# taz.de -- Kampf gegen Leerstand in Hamburg: Hilflos gegen Spekulanten
       
       > In Hamburg lässt ein Eigentümer sein Mietshaus in zentraler Lage
       > verkommen. Jetzt will die Politik die Notbremse ziehen. Ob die greift,
       > ist unklar.
       
 (IMG) Bild: Spekulationsobjekt: Grindelallee 80 in Hamburg
       
       Hamburg taz | Von außen sieht das Haus Grindelallee 80 in
       Hamburg-Eimsbüttel eigentlich ganz manierlich aus. Doch dieser Eindruck
       täuscht. Das Bezirksamt hat die Immobilie für unbewohnbar erklärt. Der
       Eigentümer Sven B. vergraulte die Mieter, kümmert sich nicht um die
       Instandhaltung und scheint unauffindbar zu sein. Seit Jahren steht das Haus
       in bester Lage leer – und [1][das in einer Stadt, wo jeder Quadratmeter
       Wohnraum gebraucht wird].
       
       Die Bezirksversammlung hat jetzt auf Initiative der Linken beantragt, einen
       Treuhänder für das Gründerzeit-Mietshaus einzusetzen. Das sei „überfällig,
       um das Haus endlich der Spekulation zu entziehen und wieder mit
       Mietwohnungen auszustatten“, sagt Mikey Kleinert, Sprecher der Linksfaktion
       Eimsbüttel.
       
       [2][Eine Treuhandverwaltung wäre das letzte Mittel des Bezirks,] nachdem B.
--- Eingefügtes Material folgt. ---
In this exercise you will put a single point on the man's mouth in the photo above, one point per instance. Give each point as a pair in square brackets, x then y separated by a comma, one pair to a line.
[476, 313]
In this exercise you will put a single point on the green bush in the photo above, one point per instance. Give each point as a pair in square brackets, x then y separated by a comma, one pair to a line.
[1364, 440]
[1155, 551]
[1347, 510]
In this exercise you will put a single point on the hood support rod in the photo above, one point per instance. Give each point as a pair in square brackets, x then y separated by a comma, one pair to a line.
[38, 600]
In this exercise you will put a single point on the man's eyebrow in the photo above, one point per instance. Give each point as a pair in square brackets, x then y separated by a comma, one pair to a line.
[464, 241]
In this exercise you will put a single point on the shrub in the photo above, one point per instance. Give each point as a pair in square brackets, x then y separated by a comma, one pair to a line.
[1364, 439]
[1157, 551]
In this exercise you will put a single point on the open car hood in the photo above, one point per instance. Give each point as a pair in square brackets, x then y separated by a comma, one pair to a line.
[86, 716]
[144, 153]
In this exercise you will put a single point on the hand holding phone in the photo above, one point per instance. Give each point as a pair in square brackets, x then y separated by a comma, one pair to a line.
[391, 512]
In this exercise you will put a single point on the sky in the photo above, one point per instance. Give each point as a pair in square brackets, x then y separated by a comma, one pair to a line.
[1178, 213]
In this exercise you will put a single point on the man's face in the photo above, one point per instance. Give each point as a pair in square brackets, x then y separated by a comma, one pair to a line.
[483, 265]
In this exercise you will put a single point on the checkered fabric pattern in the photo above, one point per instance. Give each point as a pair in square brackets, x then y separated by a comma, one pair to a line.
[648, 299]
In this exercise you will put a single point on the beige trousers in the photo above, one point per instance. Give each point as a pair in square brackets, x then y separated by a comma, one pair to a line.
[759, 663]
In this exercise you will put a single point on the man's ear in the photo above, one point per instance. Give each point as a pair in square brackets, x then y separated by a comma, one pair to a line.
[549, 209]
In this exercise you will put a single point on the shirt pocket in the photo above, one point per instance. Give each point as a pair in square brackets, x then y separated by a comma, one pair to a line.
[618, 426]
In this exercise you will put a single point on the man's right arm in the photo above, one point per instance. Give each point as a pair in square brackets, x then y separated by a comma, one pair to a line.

       reihenweise Fristen hatte verstreichen lassen und sich auch von den auf
       129.000 Euro aufgelaufenen Zwangsgeldern nicht beeindrucken ließ. Möglich
       wird die Treuhandverwaltung durch das [3][Hamburgische
       Wohnraumschutzgesetz] – doch selbst dieses Instrument, über das nicht alle
       Bundesländer verfügen, droht in diesem Fall zu versagen.
       
       „Der Rechtsstaat unterstellt Redlichkeit“, sagt Rolf Bosse, Vorsitzender
       des Mietervereins zu Hamburg. Für einen derart krassen Fall des Missbrauchs
       von Eigentum wie bei der Grindelallee 80 seien die Eingriffsmöglichkeiten
       unzureichend.
       
       ## Buttersäure vergossen
       
       Das Gebäude gehört dem Immobilienfachwirt Sven B., der auch eine Reihe
       weiterer Immobilien in Norddeutschland besitzt. B. hat das Haus offenbar
       nicht in der Absicht erworben, es zu behalten, sondern es [4][mit Gewinn
       weiterzuverkaufen]. Denn bald, nachdem er das Objekt gekauft hatte, begann
       er damit, die Mieter rauszuekeln.
       
       „B. hat vielen Mietern mehrfach gekündigt, aus allen möglichen Gründen“,
       erinnert sich Bosse, der viele der Mieter rechtlich unterstützt hat. Die
       Kündigungen seien stets unbegründet gewesen. Trotzdem habe der Streit oft
       mit einem Vergleich geendet. Die Wohnungen seien anschließend nicht wieder
       vermietet worden. Der Mieter Michele Fezzi berichtet, B. habe das Haus
       durch Nichtstun verkommen lassen. Ob es um Sauberkeit, Instandhaltung oder
       fehlende Kellerschlüssel ging: „Er hat uns komplett ignoriert.“
       
       Drastischeres schilderte eine Mieterin 2018 „Spiegel TV“: Die
       Feuerschutztüren seien entfernt worden, die Heizung sei kalt geblieben,
       Schlüssellöcher seien verklebt und Buttersäure sei vergossen worden. B.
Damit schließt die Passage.